はじめに

読者のみなさんからいただいた家計や保険、ローンなど、お金の悩みにプロのファイナンシャルプランナーが答えるFPの家計相談シリーズ

今回の相談者は、歳をとると賃貸住宅が借りられなくなるというニュースを見て、住宅購入を考えている32歳の未婚女性。とはいえ、転職も検討しているため、このタイミングではなかなか決断ができないといいます。FPの三澤恭子氏がお答えします。

現在シングルで、結婚の予定はありません。家を買うべきか迷っています。就職してからあまりお金のかかる趣味はなく、新卒時代から生活レベルをなるべく変えずにいたら、収入が上がるにつれて貯金ができるようになってきました。ただ、ベンチャー企業に就職したため、退職金などの福利厚生が手薄いことに危機感を覚えています。家を買いたいというのも、最近、歳をとると賃貸で部屋を貸してもらえないというニュースを見たからです。それまでは、賃貸に住み続けるつもりでしたが、急に不安を覚えるようになってきました。このタイミングで家を買いたいと思う一方、仕事面においては大手ベンチャーから小さなベンチャーに移ってキャリア形成したいと考えております。今後の仕事が不安定な場合、貯蓄はあっても家の購入などはあきらめたほうがいいでしょうか。


〈相談者プロフィール〉
・女性、32歳、未婚
・職業:会社員
・居住形態:賃貸(一人暮らし)
・毎月の世帯の手取り金額:47万円
・年間の世帯の手取りボーナス額:40万円
・毎月の世帯の支出目安:30万円


<支出の内訳>
・住居費:8.2万円
・食費:4万円
・水道光熱費:1.2万円
・教育費:0.5万円
・保険料:なし
・通信費:1万円
・車両費:なし
・お小遣い:5万円
・その他:10万円


<資産状況>
・毎月の貯蓄額:17万円
・現在の貯蓄総額:710万円
・現在の投資総額:440万円
・現在の負債総額:なし


三澤: ご相談ありがとうございます。ファイナンシャルプランナーの三澤恭子です。家の購入を迷われていらっしゃるのですね。ベンチャー企業でバリバリとお仕事され、キャリア形成の転職も思案中とのこと。

相談者様は将来にどんなビジョンを描いているのでしょうか。なぜ、このタイミングで家を購入するのか、1つ1つ整理していきましょう。

漠然とした不安から住宅購入を決断するのはNG

内閣府の高齢社会白書(平成30年版)によると、2050年には約3人に1人が65歳以上の高齢者になるとされています。
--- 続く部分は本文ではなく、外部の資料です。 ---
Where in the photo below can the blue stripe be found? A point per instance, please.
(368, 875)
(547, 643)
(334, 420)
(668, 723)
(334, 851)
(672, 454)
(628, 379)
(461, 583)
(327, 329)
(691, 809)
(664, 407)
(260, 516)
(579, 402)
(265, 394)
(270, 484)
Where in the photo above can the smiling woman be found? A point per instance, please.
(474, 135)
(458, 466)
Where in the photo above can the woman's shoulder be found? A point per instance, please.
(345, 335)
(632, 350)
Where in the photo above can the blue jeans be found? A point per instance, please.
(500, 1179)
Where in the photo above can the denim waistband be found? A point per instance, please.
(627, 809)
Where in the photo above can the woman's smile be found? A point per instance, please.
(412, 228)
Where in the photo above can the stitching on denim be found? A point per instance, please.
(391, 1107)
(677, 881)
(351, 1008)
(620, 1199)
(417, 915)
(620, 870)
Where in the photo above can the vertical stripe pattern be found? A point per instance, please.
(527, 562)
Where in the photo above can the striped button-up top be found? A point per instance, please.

おそらく相談者様が60代を迎える頃には日本中、元気なお年寄りでいっぱいになっていることでしょう。

そんな30年後も今と同じように「賃貸住宅がり借りにくい」といった風潮があるのでしょうか。

この高齢社会白書では、“高齢者が自立して暮らすことができる住生活の実現”を目標として掲げ、高齢者が安全に安心して生涯を送ることができるための住宅の改善・供給をはかるとして、以下の政策を明記しています。

<高齢者の居住の安定確保についての支援>
・良質な高齢者向け住まいの供給
・高齢者のニーズに対応した公共賃貸住宅の供給
・高齢者の民間賃貸住宅への入居の円滑化など

また、2017年10月から民間賃貸住宅や空き家を活用した新たな住宅セーフティネット制度である「住宅確保要配慮者(高齢者、障害者、子育て世代など)の入居を拒まない賃貸住宅の登録制度」がスタートしており、全国の登録物件は、セーフティネット住宅情報提供システムから検索することができます。

歳をとったら賃貸住宅が借りられないということがないよう、すでに国も動きだしています。相談者様が高齢者となる数十年先には日本の賃貸事情は大きく様変わりしていることでしょう。漠然とした不安だけで家の購入を決めるのではなく、国の政策を知った上で考えたらいいと思います。